À travers sa critique de la théorie de la valeur travail, Castoriadis reproche en réalité à Marx de ne pas traiter spécifiquement d’une « institution sociale-historique particulière », le capitalisme, mais de lui attribuer une signification anthropologique absolue « pour autant que c’est dans et par elle que se manifestent enfin les déterminations essentielles de la vie sociale et historique de l’humanité [16] ». De même que l’industrie est pour lui « le livre ouvert des facultés humaines », le travail matériel révélerait « les facultés qui sommeillent dès l’origine chez l’homme producteur ». Castoriadis voit là une formule de « pure coulée aristotélicienne ». C’est fermer les yeux sur ce qui distingue radicalement la pensée de Marx de celle d’Aristote : sa compréhension moderne de l’historicité. Il est fréquent que Marx utilise des concepts dans un double sens : un sens large et anthropologique, et un sens spécifique, historiquement déterminé. C’est, entre autres, le cas du concept de classes, qui désigne tantôt spécifiquement les classes dans les sociétés capitalistes par opposition aux ordres, états, corporations, et tantôt les groupes sociaux antagoniques en général (comme dans la première phrase du Manifeste communiste). C’est aussi le cas de la notion de travail productif, qui prend un sens particulier dans le rapport salarial, distinct du travail productif au sens large, comme échange métabolique entre l’espèce humaine et ses conditions naturelles de reproduction. On pourrait multiplier les exemples.

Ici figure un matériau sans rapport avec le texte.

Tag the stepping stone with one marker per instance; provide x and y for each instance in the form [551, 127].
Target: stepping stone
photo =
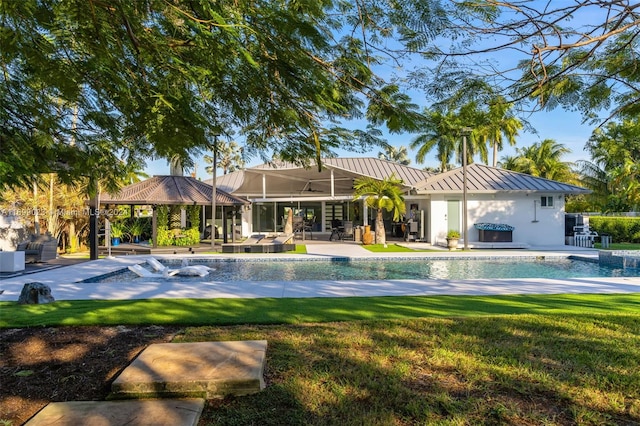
[204, 369]
[168, 412]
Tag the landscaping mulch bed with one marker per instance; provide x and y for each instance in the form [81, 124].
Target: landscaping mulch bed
[42, 365]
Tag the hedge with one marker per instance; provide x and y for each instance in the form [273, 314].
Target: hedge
[621, 229]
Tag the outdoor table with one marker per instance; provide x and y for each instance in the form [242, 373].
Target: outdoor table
[11, 261]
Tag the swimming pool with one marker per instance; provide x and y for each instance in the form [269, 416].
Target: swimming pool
[387, 269]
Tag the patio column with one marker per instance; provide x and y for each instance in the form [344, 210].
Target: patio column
[154, 225]
[93, 228]
[333, 187]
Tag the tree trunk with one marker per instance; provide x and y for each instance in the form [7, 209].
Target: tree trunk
[380, 232]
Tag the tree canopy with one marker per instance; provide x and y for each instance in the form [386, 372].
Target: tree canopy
[579, 55]
[87, 83]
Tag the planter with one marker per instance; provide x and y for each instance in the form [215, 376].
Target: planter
[367, 236]
[495, 236]
[452, 243]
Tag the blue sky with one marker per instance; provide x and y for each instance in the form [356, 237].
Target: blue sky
[562, 126]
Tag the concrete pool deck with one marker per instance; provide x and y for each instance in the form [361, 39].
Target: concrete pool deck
[65, 281]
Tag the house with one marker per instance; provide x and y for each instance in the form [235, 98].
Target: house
[533, 206]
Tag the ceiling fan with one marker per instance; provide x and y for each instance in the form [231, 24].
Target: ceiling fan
[307, 188]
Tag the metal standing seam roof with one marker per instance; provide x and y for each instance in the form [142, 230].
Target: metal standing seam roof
[378, 169]
[170, 190]
[368, 166]
[482, 178]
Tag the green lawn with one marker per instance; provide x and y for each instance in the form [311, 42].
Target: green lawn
[482, 370]
[305, 310]
[443, 360]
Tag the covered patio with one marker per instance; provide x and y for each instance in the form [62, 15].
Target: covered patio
[179, 191]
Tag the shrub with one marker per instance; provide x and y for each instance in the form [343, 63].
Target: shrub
[621, 229]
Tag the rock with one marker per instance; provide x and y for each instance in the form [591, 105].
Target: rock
[35, 293]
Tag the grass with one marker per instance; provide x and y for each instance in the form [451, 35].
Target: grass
[496, 370]
[391, 248]
[306, 310]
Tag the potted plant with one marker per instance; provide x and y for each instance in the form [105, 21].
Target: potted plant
[452, 239]
[116, 232]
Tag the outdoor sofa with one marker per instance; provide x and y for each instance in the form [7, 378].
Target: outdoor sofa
[40, 248]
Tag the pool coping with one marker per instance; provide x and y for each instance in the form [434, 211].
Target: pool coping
[65, 282]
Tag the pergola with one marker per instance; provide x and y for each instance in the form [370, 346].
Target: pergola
[169, 190]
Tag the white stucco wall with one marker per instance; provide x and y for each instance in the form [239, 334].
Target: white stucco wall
[544, 226]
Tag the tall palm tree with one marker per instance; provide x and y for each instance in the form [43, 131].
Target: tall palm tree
[396, 155]
[542, 159]
[441, 132]
[229, 158]
[381, 195]
[499, 122]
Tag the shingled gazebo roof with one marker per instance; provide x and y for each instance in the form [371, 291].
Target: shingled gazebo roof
[170, 190]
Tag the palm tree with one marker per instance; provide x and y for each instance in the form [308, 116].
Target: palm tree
[381, 195]
[229, 158]
[396, 155]
[441, 132]
[543, 160]
[499, 122]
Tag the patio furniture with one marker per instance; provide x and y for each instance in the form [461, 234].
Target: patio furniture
[347, 231]
[337, 229]
[241, 247]
[279, 244]
[301, 226]
[494, 232]
[11, 261]
[40, 249]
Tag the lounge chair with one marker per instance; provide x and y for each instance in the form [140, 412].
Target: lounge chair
[142, 272]
[39, 249]
[301, 226]
[241, 247]
[277, 245]
[155, 264]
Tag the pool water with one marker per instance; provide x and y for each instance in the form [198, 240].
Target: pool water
[423, 269]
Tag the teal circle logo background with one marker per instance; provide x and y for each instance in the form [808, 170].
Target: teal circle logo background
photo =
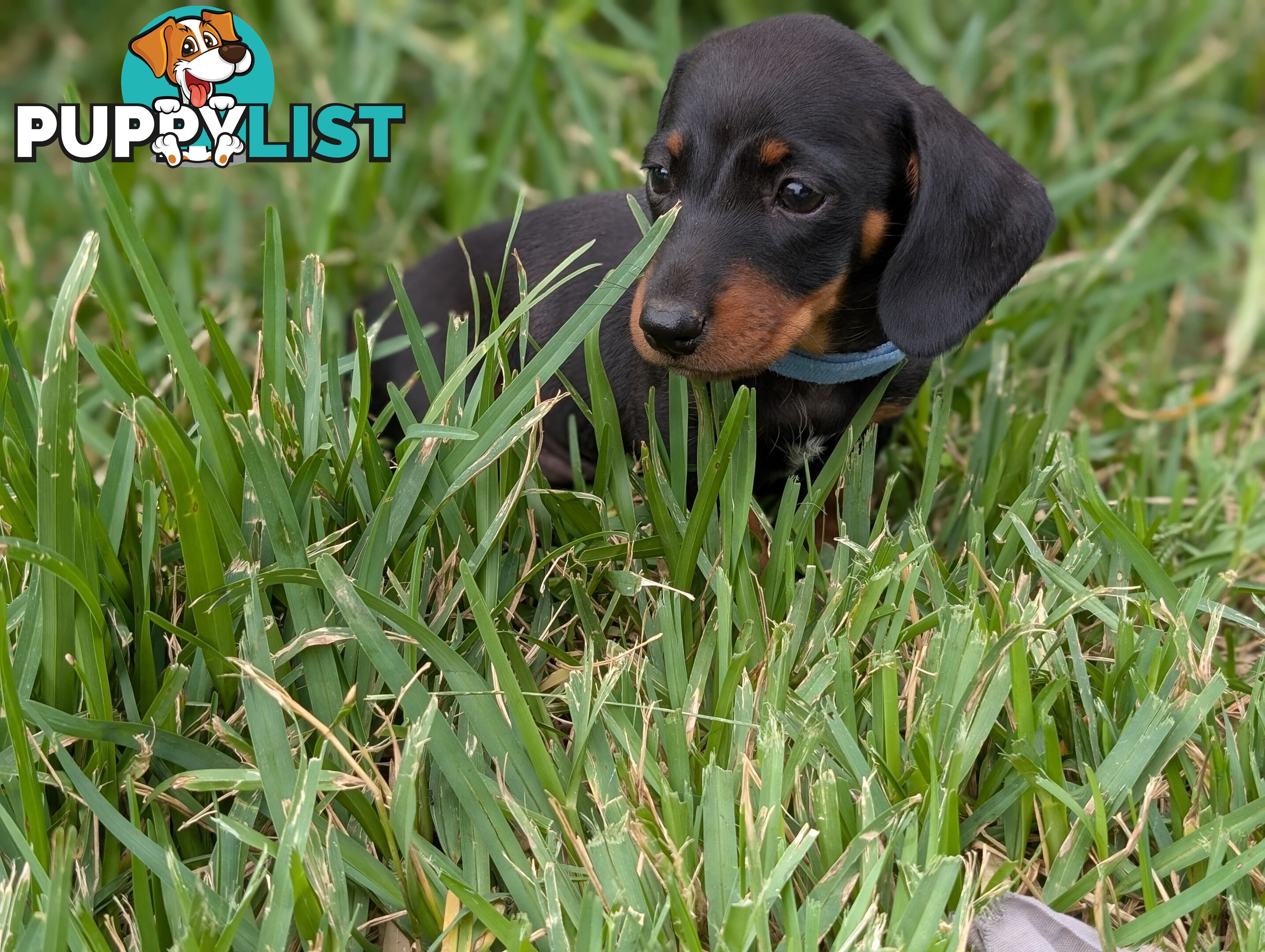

L’aveuglement de Castoriadis sur ce point lui permet d’affirmer que l’absolutisation des catégories aboutit à ce que la critique de l’économie, en tant que sphère séparée et hypostasiée, se limiterait chez Marx à une « critique de l’économie politique », autrement dit de l’économie bourgeoise, sans remettre en cause le concept même d’économie. Marx sauverait ainsi la raison économique en général de son avatar capitaliste et il céderait lui-même aux illusions d’une bonne économie (ou d’un déterminisme économique), détachée des rapports politiques et de l’imaginaire symbolique. L’économie capitaliste ne ferait ainsi que révéler ce qui était caché en donnant l’apparence du même à ce qui est foncièrement hétérogène. En faisant apparaître pour la première fois le simple et l’abstrait elle perce le secret de l’identité des hommes et de leurs travaux, bref elle « révèle l’humanité à elle-même ».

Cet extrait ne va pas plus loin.